Since my first post in this thread the 'gold hook' method has remained my primary technique in mullet fishing. In reality the snatch method is more widely used because that's the way it's been done for generations. However, the gold hook #8has been around for decades as well. There are all sorts of ways to use a snatch rig with treble hooks as well as a chain of gold hooks set up like a sabiki rig. Even plain hooks with bits of different baits have been used for decades. You name it and it's been done over generations. The amazing thing is they all work.

Personally, I'm a convert to a simple gold hook with no bait of any kind. Whether it would be better at times to tip the hook with a bit of worm, kernel of corn, a pinch of dough, etc.... would work to enhance the bite.....I really don't know because I haven't tried it.
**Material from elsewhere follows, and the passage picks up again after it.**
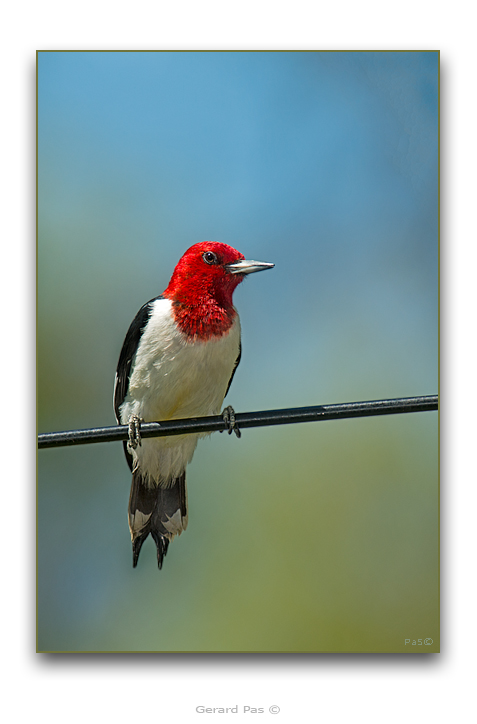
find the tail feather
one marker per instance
(160, 511)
I know what works for me and that's what I do.

Last week I fished mullet four days. Two trips were long hard hours in the sun with barely enough fish to make a few tacos. Two other days the bite was decent with 30's in the cooler. I don't just keep on fishing when the bite is good. I keep what I know can be used and there will be no waste. By the way, I do use a nice big umbrella as a sun screen. 

Snatching will probably continue to be the preferred method in the areas I fish, but the little #8 gold hook is making inroads with the mullet fishing community. After pulling a few with a gold hook using basically light bream tackle there there is no doubt it's a lot more fun than snatching with much heavier gear. With a snatch rig you just haul them in, but you can't do that with 6 to 8 lb. line. It takes a little time to wear them out and that's the fun of the little hook and light line method. 
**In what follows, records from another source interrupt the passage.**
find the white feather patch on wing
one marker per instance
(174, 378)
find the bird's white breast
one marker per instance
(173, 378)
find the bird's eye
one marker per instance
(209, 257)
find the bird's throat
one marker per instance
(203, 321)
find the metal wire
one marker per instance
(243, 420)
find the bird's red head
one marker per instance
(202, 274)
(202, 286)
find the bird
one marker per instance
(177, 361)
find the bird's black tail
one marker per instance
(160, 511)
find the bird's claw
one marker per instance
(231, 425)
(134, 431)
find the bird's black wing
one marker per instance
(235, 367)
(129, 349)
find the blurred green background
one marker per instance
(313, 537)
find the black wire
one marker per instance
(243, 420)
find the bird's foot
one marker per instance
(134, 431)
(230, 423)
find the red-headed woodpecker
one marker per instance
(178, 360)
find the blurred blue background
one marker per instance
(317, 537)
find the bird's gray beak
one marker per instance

Incidentally, everyone that fishes Choctawhatchee mullet know where the traditional holes are located. Old timers will remember 'the community hole' which dried up as a spot years ago. From recent reports it appears there may be a comeback in the making. Folks have starting baiting and fishing there recently and a few mullet are being taken. It would be good for us to support this spot with baiting and fishing and help it make the community hole a good place to go once again.. With the numbers of mullet fishermen out there another spot or two would be good. I have seen as many as 14 boats lined up at Nancy's Cut, but usually there are much less than that. 

The spot up the river at 'the stump' is still dead and no longer fished.


----------



## JoeyWelch (Sep 25, 2009)

I was introduced to this type of fishing this weekend. Thanks for all the info in this thread.


----------



## billyb (Aug 22, 2012)

JB is the gold hook master. I was fortunate enough to be able to fish with him a few times this year and he showed me how he does it. I still am not near as good at it as he is, but for the first time in years I am catching so many mullet that I am considering catch and release because I don't have that many people who will take them for free.


----------



## JoeyWelch (Sep 25, 2009)

What is the best dog food to use if I can’t find the chum n getit?


----------



## billyb (Aug 22, 2012)

I like Cowboy Range Pellets. They are livestock feed. Any feed that will sink will work. Used to buy Rex, but haven't seen any in a while and it had got pricey.

Some people throw out 25# of feed to begin with. I don't do that, maybe 2 cups in front and 2 cups in back to start and follw up with 1 cup every 20 minutes or so. JB is the same way. 25# of feed will last us several trips.


----------



## JoeyWelch (Sep 25, 2009)

billyb said:


> I like Cowboy Range Pellets. They are livestock feed. Any feed that will sink will work. Used to buy Rex, but haven't seen any in a while and it had got pricey.
> 
> Some people throw out 25# of feed to begin with. I don't do that, maybe 2 cups in front and 2 cups in back to start and follw up with 1 cup every 20 minutes or so. JB is the same way. 25# of feed will last us several trips.


Thanks Billy.


----------



## FishWalton (Jul 22, 2010)

JoeyWelch said:


> I was introduced to this type of fishing this weekend. Thanks for all the info in this thread.


It has been around for decades, but until recently you never heard anything about it in these parts. I do remember about 3 years ago I was fishing at the Middle Mouth hole on the choctaw and this old geezer showed up (I'm one to talk old geezer) He parked next to me and said he wanted only three mullet, and he quickly did it with a #10 gold hook. It got my attention but neer followed up since snatching was paying off real well. That day I caught 44 using a heavy duty telescoping pole. the fish were big and shock of the snatch injured my right arm and it was sore for two days. what a day. When you snag a big fish with a strong jerk your arm fells it.


----------